Ma facciamo il punto sulla previdenza: partendo dalle pensioni e dal loro ammontare restiamo in attesa di risposte sulla quattordicesima, sulla rivalutazione e sulla piena copertura contributiva per i part time verticali. Dopo i proclami di Conte sul superamento di “quota 100” - meglio discutere di come sostituire questa previsione con altre proposte in attesa della scadenza naturale (fine 2021) - per il sindacato resta la necessità di flessibilità in uscita (41 anni contributi) e di salvaguardia di uscite anticipate per lavori gravosi e usuranti. Per esempio, le/gli assistenti degli anziani presso le Rsa, pur svolgendo un lavoro più che gravoso, ingrato e pericoloso, per un “disguido tecnico”, nella stesura dei codici che consentono l’uscita con 41 anni per precoci e usuranti, non possono usufruire di questo beneficio, e dopo quello che hanno vissuto e stanno vivendo ci sembra proprio un bel “grazie” da parte dello Stato… . Nella gravosità deve rientrare anche il lavoro di cura delle donne, e nella carriera contributiva dei giovani deve essere salvaguardata la discontinuità e l’esiguità della contribuzione.

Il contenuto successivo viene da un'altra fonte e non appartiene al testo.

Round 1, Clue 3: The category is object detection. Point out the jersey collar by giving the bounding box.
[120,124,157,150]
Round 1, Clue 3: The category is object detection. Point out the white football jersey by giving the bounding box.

Alla questione previdenziale va affiancata una politica fiscale che nell’immediato equipari la tassazione dei pensionati a quella del lavoro dipendente. Non hanno spazio richieste populiste e demagogiche di “meno tasse per tutti”, anzitutto perché il fisco grava per più dell’80% sulle spalle di lavoratori e pensionati, e poi perché l’evasione fiscale è troppo grande e diffusa per un paese civile. È invece tutt’altro che peregrina e non praticabile la proposta di introdurre, specialmente in un momento emergenziale come questo, una tassa sui grandi patrimoni che comporterebbe un minimo di giustizia sociale che tanto manca al nostro Paese. Con la pandemia sono grandemente aumentati i poveri e gli indigenti, ma è aumentato il numero dei ricchi e soprattutto l’ammontare dei loro patrimoni.
Sul tavolo nell’ultimo incontro di settembre è stata data disponibilità ad affrontare l’annoso problema della legge sulla non autosufficienza. Attendiamo gli approfondimenti e le risposte del caso, sapendo che il tema era ineludibile ante Covid 19, e diventa stringente e irrinunciabile per quella parte di popolazione anziana e non a cui questa pandemia ha contribuito fortemente a peggiorare le condizioni di vita, e le cui famiglie non reggono più il peso e l’onere di un’assistenza, senza il dovuto supporto economico e di servizi da parte dello Stato.